Yet in Scotland, on the campaign trail, you're more likely to hear talk of independence.

Of the four parties in Scotland defending seats at Westminster, the one least likely to major on independence in this campaign is the SNP, even though it exists to achieve independence.

There's an obvious reason for that. Independence divides opinion and in any election the SNP wants to broaden its appeal beyond "Yes" voters.

This has worked successfully for the party in the past.

In 2015, the SNP positioned itself as the party best placed to "stand up for Scotland's best interests" at Westminster.
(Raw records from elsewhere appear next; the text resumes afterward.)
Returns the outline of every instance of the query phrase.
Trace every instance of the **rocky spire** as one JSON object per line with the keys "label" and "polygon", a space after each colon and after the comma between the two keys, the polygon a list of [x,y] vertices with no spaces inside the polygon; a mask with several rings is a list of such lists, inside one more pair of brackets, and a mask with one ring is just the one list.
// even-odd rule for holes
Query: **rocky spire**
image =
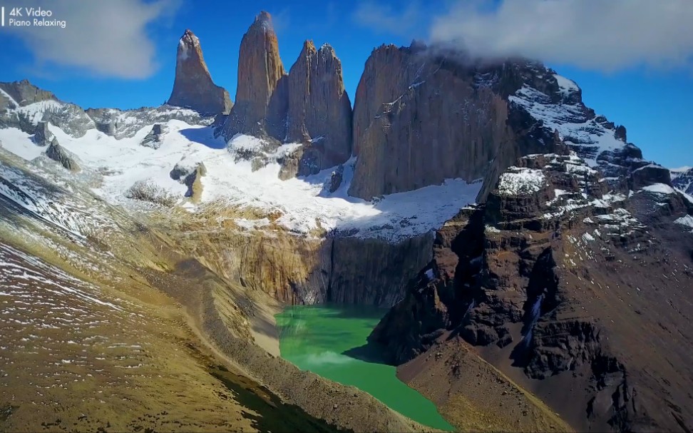
{"label": "rocky spire", "polygon": [[298,174],[317,173],[349,159],[351,124],[342,62],[329,45],[316,49],[306,41],[289,73],[287,138],[306,144]]}
{"label": "rocky spire", "polygon": [[224,130],[227,138],[239,133],[284,138],[286,77],[272,17],[260,12],[241,41],[236,105]]}
{"label": "rocky spire", "polygon": [[175,81],[168,103],[205,114],[228,113],[233,106],[229,93],[212,81],[200,39],[190,30],[178,41],[176,59]]}

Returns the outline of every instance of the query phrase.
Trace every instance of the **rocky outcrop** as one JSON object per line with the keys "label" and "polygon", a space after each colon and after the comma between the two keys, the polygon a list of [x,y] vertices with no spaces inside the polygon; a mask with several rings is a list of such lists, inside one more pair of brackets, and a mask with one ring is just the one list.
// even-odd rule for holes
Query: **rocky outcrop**
{"label": "rocky outcrop", "polygon": [[233,106],[229,93],[212,81],[200,39],[190,30],[178,41],[175,80],[168,103],[207,115],[227,113]]}
{"label": "rocky outcrop", "polygon": [[55,137],[51,141],[51,146],[46,149],[46,156],[73,173],[76,173],[82,170],[79,164],[77,163],[76,157],[63,148],[58,143],[58,139]]}
{"label": "rocky outcrop", "polygon": [[88,108],[86,113],[93,121],[93,128],[118,140],[133,137],[143,128],[155,123],[175,120],[189,125],[210,125],[215,118],[202,116],[194,110],[165,104],[135,110]]}
{"label": "rocky outcrop", "polygon": [[154,123],[152,126],[152,130],[145,136],[145,138],[140,142],[140,145],[147,148],[152,148],[153,149],[158,149],[161,147],[161,143],[163,142],[163,137],[165,133],[166,126],[165,125]]}
{"label": "rocky outcrop", "polygon": [[[535,69],[550,78],[537,80]],[[525,83],[558,101],[579,98],[562,96],[550,73],[535,63],[478,65],[421,44],[376,49],[356,91],[349,193],[370,198],[490,173],[493,185],[518,156],[553,151],[554,131],[508,101]]]}
{"label": "rocky outcrop", "polygon": [[689,195],[693,195],[693,168],[672,170],[672,183]]}
{"label": "rocky outcrop", "polygon": [[36,131],[34,133],[32,140],[36,146],[50,146],[53,141],[53,135],[48,129],[48,122],[38,122],[36,125]]}
{"label": "rocky outcrop", "polygon": [[575,153],[520,159],[485,205],[438,231],[433,260],[369,340],[397,364],[446,342],[479,346],[578,430],[691,425],[693,409],[674,403],[693,384],[689,350],[668,335],[693,338],[671,303],[692,300],[693,235],[677,222],[693,205],[656,165],[630,198],[602,175]]}
{"label": "rocky outcrop", "polygon": [[227,140],[237,133],[284,139],[287,75],[272,17],[261,12],[241,40],[235,105],[223,128]]}
{"label": "rocky outcrop", "polygon": [[42,101],[58,101],[52,92],[38,88],[29,80],[0,83],[0,110],[24,107]]}
{"label": "rocky outcrop", "polygon": [[170,176],[174,180],[178,180],[188,187],[185,197],[189,197],[190,201],[196,203],[200,203],[202,199],[202,178],[206,174],[207,168],[203,163],[197,163],[194,165],[179,163],[173,167]]}
{"label": "rocky outcrop", "polygon": [[351,153],[351,105],[342,63],[328,44],[306,41],[289,73],[287,140],[304,143],[297,174],[344,163]]}

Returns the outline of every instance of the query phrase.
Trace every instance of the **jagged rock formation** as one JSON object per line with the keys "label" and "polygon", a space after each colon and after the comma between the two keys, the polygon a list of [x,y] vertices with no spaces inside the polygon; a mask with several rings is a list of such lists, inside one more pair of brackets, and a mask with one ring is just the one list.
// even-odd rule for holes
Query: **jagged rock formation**
{"label": "jagged rock formation", "polygon": [[533,136],[507,101],[529,66],[479,66],[436,53],[389,45],[369,58],[354,108],[359,158],[351,195],[370,198],[447,178],[471,182],[521,155],[551,151],[553,134]]}
{"label": "jagged rock formation", "polygon": [[693,168],[672,170],[673,185],[689,195],[693,195]]}
{"label": "jagged rock formation", "polygon": [[218,127],[229,141],[238,133],[302,146],[279,161],[279,177],[314,174],[351,156],[351,108],[342,63],[325,44],[310,41],[289,73],[279,55],[277,35],[267,12],[258,15],[241,41],[236,105]]}
{"label": "jagged rock formation", "polygon": [[349,159],[351,104],[342,63],[329,44],[316,49],[306,41],[289,72],[287,140],[303,143],[297,174],[306,175]]}
{"label": "jagged rock formation", "polygon": [[38,124],[36,125],[36,131],[34,133],[34,142],[36,146],[50,146],[53,141],[53,133],[48,129],[48,123],[38,122]]}
{"label": "jagged rock formation", "polygon": [[161,147],[165,133],[166,133],[166,126],[165,125],[162,123],[154,123],[152,126],[152,130],[142,139],[140,144],[145,147],[158,149]]}
{"label": "jagged rock formation", "polygon": [[202,163],[194,165],[179,163],[171,170],[171,178],[178,180],[188,187],[185,197],[190,197],[192,203],[199,203],[202,198],[202,177],[207,174],[207,168]]}
{"label": "jagged rock formation", "polygon": [[235,105],[223,128],[227,140],[237,133],[283,140],[289,103],[287,75],[272,17],[261,12],[241,40]]}
{"label": "jagged rock formation", "polygon": [[58,101],[53,93],[38,88],[29,80],[0,83],[0,110],[17,108],[42,101]]}
{"label": "jagged rock formation", "polygon": [[212,81],[200,39],[190,30],[178,42],[175,80],[168,103],[208,115],[227,113],[233,106],[226,89]]}
{"label": "jagged rock formation", "polygon": [[627,195],[575,154],[522,158],[438,230],[371,340],[401,363],[459,336],[578,430],[685,430],[693,203],[648,172]]}
{"label": "jagged rock formation", "polygon": [[55,137],[51,141],[51,146],[46,149],[46,156],[53,161],[59,163],[61,165],[73,173],[81,170],[74,156],[63,149],[58,143],[58,139]]}
{"label": "jagged rock formation", "polygon": [[483,202],[518,157],[552,152],[561,140],[610,177],[642,161],[625,128],[597,116],[575,83],[540,63],[478,63],[416,43],[371,54],[353,134],[359,158],[349,193],[363,198],[483,178]]}

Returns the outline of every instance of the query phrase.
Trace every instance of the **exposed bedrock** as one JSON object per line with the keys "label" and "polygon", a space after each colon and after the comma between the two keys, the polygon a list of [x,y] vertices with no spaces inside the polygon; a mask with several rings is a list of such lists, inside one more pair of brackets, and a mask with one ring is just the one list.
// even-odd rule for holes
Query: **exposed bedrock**
{"label": "exposed bedrock", "polygon": [[562,94],[540,64],[479,65],[450,54],[415,44],[382,46],[371,54],[354,107],[359,158],[351,195],[369,199],[448,178],[484,178],[491,187],[482,190],[483,201],[518,157],[553,151],[554,131],[508,96],[529,85],[568,103],[579,101],[579,90]]}
{"label": "exposed bedrock", "polygon": [[657,166],[635,176],[629,198],[574,154],[522,158],[369,340],[396,364],[464,340],[578,430],[689,430],[691,205]]}
{"label": "exposed bedrock", "polygon": [[351,153],[351,103],[342,62],[328,44],[306,41],[289,72],[289,141],[304,144],[299,175],[344,163]]}
{"label": "exposed bedrock", "polygon": [[241,40],[235,105],[223,128],[227,140],[237,133],[284,138],[287,76],[272,16],[261,12]]}
{"label": "exposed bedrock", "polygon": [[178,41],[175,79],[168,103],[208,115],[227,113],[233,106],[229,93],[212,81],[200,39],[190,30]]}
{"label": "exposed bedrock", "polygon": [[230,230],[192,235],[188,247],[215,272],[288,304],[328,302],[390,307],[431,260],[429,233],[389,243],[336,236]]}

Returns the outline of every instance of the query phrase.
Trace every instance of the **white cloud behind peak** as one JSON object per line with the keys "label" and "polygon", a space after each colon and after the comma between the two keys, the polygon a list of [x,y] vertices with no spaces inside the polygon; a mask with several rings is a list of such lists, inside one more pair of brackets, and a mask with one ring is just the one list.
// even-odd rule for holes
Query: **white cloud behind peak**
{"label": "white cloud behind peak", "polygon": [[21,3],[51,10],[47,19],[67,23],[65,29],[5,27],[29,49],[36,67],[73,67],[96,76],[129,79],[146,78],[156,71],[156,46],[148,26],[172,16],[180,6],[178,0]]}
{"label": "white cloud behind peak", "polygon": [[615,71],[693,67],[693,0],[458,0],[430,39],[483,57],[522,56]]}

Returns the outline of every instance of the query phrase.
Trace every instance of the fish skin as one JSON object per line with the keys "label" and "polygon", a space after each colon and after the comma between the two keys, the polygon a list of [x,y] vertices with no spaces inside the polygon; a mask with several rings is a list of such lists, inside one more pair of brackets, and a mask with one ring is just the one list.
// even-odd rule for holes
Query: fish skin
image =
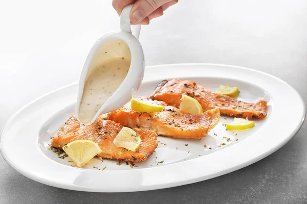
{"label": "fish skin", "polygon": [[97,157],[117,161],[140,162],[147,160],[158,146],[157,135],[153,131],[133,129],[141,138],[136,151],[115,146],[113,140],[123,126],[110,120],[97,118],[91,125],[84,125],[72,115],[65,126],[52,139],[53,147],[62,149],[69,143],[78,140],[96,142],[102,150]]}
{"label": "fish skin", "polygon": [[[137,100],[146,101],[152,100],[140,97]],[[115,110],[106,119],[129,128],[150,130],[158,135],[176,138],[199,139],[207,136],[209,131],[218,122],[220,112],[213,109],[200,114],[190,114],[167,105],[163,101],[154,101],[164,107],[163,111],[154,113],[139,113],[131,109],[131,103]]]}
{"label": "fish skin", "polygon": [[183,94],[197,100],[204,111],[218,108],[221,115],[249,119],[262,119],[267,115],[268,106],[265,100],[255,104],[242,101],[205,89],[203,86],[189,80],[164,80],[157,86],[150,97],[178,108]]}

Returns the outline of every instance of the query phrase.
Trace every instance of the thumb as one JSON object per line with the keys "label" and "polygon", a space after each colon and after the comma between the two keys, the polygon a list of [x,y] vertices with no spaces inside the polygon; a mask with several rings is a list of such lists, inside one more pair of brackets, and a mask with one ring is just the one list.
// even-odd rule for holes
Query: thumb
{"label": "thumb", "polygon": [[138,0],[130,13],[130,19],[133,23],[137,24],[154,11],[172,0]]}

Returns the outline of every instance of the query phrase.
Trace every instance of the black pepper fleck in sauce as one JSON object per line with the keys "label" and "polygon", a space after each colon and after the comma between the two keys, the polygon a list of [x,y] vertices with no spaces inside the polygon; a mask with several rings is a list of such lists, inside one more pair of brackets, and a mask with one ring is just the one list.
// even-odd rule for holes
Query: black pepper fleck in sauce
{"label": "black pepper fleck in sauce", "polygon": [[130,63],[130,59],[114,58],[93,69],[84,84],[80,103],[79,118],[82,122],[89,122],[118,88],[127,75]]}

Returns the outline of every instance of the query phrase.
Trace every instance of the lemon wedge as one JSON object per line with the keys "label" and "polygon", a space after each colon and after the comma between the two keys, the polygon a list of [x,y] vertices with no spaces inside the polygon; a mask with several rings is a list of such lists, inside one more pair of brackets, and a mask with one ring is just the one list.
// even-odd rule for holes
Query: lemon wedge
{"label": "lemon wedge", "polygon": [[141,138],[133,130],[123,127],[114,139],[113,143],[118,147],[136,151],[141,144]]}
{"label": "lemon wedge", "polygon": [[151,100],[140,101],[134,98],[131,99],[131,109],[140,113],[161,112],[164,107],[159,106]]}
{"label": "lemon wedge", "polygon": [[254,121],[243,118],[234,118],[233,122],[226,124],[226,130],[228,131],[243,131],[255,126]]}
{"label": "lemon wedge", "polygon": [[179,109],[191,114],[200,114],[203,113],[203,108],[199,101],[186,95],[182,95]]}
{"label": "lemon wedge", "polygon": [[227,86],[220,85],[216,93],[234,98],[239,95],[239,91],[238,88],[235,86],[230,87]]}
{"label": "lemon wedge", "polygon": [[90,160],[102,151],[98,144],[91,140],[80,140],[70,142],[63,147],[63,150],[76,163],[82,168]]}

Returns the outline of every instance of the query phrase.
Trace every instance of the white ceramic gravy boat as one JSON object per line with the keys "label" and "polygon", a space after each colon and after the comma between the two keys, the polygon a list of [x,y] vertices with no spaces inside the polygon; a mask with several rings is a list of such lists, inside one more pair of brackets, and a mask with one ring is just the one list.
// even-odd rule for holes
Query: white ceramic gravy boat
{"label": "white ceramic gravy boat", "polygon": [[[90,124],[100,115],[124,105],[131,99],[142,83],[145,61],[142,46],[137,38],[140,35],[141,26],[137,26],[136,37],[132,34],[130,28],[129,14],[132,6],[133,5],[129,5],[123,9],[120,16],[121,31],[109,33],[101,37],[92,47],[85,60],[79,82],[78,98],[75,109],[76,117],[81,122],[79,117],[80,103],[84,83],[91,69],[114,57],[131,58],[130,68],[122,84],[101,106],[91,121],[84,123],[84,124]],[[124,43],[124,46],[121,47],[123,48],[116,48],[115,45],[118,45],[121,42]],[[107,53],[104,52],[106,48],[108,49]]]}

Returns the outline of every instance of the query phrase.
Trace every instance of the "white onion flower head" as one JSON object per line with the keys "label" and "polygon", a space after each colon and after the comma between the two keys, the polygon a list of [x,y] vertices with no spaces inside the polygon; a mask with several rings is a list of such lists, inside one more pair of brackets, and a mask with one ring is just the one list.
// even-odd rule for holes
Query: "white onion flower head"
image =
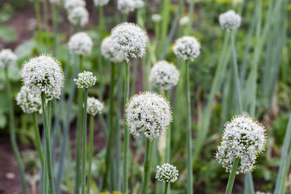
{"label": "white onion flower head", "polygon": [[111,31],[113,52],[117,59],[142,58],[146,53],[147,34],[141,27],[132,23],[122,23]]}
{"label": "white onion flower head", "polygon": [[35,95],[45,93],[46,98],[58,98],[64,86],[61,64],[49,54],[31,58],[22,65],[20,76],[24,86]]}
{"label": "white onion flower head", "polygon": [[10,49],[2,49],[0,51],[0,67],[9,68],[15,66],[17,56]]}
{"label": "white onion flower head", "polygon": [[156,174],[156,178],[163,182],[174,182],[178,179],[179,171],[176,167],[168,163],[164,163],[160,167],[157,166],[158,171]]}
{"label": "white onion flower head", "polygon": [[158,23],[162,20],[162,16],[159,14],[154,14],[152,15],[151,19],[154,23]]}
{"label": "white onion flower head", "polygon": [[78,77],[77,79],[74,79],[74,81],[78,88],[88,88],[95,85],[96,82],[96,77],[93,76],[93,73],[90,71],[84,71],[78,74]]}
{"label": "white onion flower head", "polygon": [[69,12],[68,19],[71,24],[84,26],[89,21],[89,13],[83,7],[77,7]]}
{"label": "white onion flower head", "polygon": [[223,29],[227,31],[237,29],[241,26],[242,18],[233,10],[228,11],[219,16],[219,24]]}
{"label": "white onion flower head", "polygon": [[101,53],[106,59],[114,63],[119,63],[123,61],[123,59],[117,59],[115,57],[115,53],[112,48],[112,39],[111,36],[104,38],[101,43]]}
{"label": "white onion flower head", "polygon": [[173,50],[178,58],[193,61],[200,55],[200,43],[196,38],[186,36],[176,40]]}
{"label": "white onion flower head", "polygon": [[131,97],[126,105],[125,113],[129,132],[137,138],[142,133],[150,140],[161,137],[172,120],[170,103],[153,92]]}
{"label": "white onion flower head", "polygon": [[135,0],[118,0],[117,9],[123,14],[129,14],[135,9]]}
{"label": "white onion flower head", "polygon": [[35,96],[26,86],[22,86],[16,96],[16,102],[23,111],[28,114],[34,112],[41,113],[41,99],[39,95]]}
{"label": "white onion flower head", "polygon": [[68,46],[71,53],[87,55],[92,53],[93,41],[87,33],[77,32],[70,38]]}
{"label": "white onion flower head", "polygon": [[239,158],[236,173],[247,173],[255,168],[258,154],[265,150],[265,129],[252,118],[242,115],[233,117],[225,127],[221,146],[214,157],[227,172],[231,171],[235,159]]}
{"label": "white onion flower head", "polygon": [[109,2],[109,0],[94,0],[94,5],[96,6],[102,7],[106,5]]}
{"label": "white onion flower head", "polygon": [[87,100],[87,113],[95,116],[97,113],[101,113],[104,108],[103,103],[98,99],[93,97],[89,97]]}
{"label": "white onion flower head", "polygon": [[64,6],[67,12],[70,12],[76,7],[85,7],[86,1],[84,0],[65,0]]}
{"label": "white onion flower head", "polygon": [[152,67],[149,81],[155,87],[168,90],[177,85],[179,75],[173,64],[161,61]]}

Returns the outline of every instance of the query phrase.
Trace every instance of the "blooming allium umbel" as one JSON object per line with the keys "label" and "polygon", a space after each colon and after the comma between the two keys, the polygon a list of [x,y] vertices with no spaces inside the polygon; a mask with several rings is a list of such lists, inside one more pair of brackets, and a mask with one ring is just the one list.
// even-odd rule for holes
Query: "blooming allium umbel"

It secured its best ever election result, winning 50% of the vote, 5% above the level of support for independence in the 2014 referendum.

In this year's election, Nicola Sturgeon has also sought to redefine the mandate that she is seeking in this UK general election.

It is, she said, "to demand a place for Scotland at the Brexit negotiating table and the inclusion of the case for our place in the single market in the negotiating remit".

That is a "more immediate priority" than indyref2, Ms Sturgeon said.

Read Glenn Campbell's full article here.


Jackson Carlaw, Scottish Conservative deputy leader, responded to Ms Sturgeon's words by describing her position on Europe as "complete chaos".

He said: "She claims we must have a referendum on independence because we're leaving the EU.

"Now, in a cynical attempt to win back Leave voters who have deserted the SNP, she now refuses to say whether an independent Scotland would go back in.

"And her flirtation with EFTA would leave us with all the obligations but no voice in decision-making."

Labour's Kezia Dugdale said: "The reality is the Nationalists have quietly shifted away from a policy of immediate EU membership if Scotland leaves the UK.

"Nicola Sturgeon claims Scotland must leave the UK because of Brexit, but won't even commit to rejoining the EU straight away."

The Scottish Liberal Democrat leader, Willie Rennie, accused Nicola Sturgeon of "selling out pro Europeans" to win back Brexit supporters.

He added: "The SNP are using the EU as their excuse to call another independence vote but won't guarantee Scotland in the EU will be a result of their vote.

"For the SNP it is always about independence. The EU and a vote on the terms of Brexit are the latest excuses."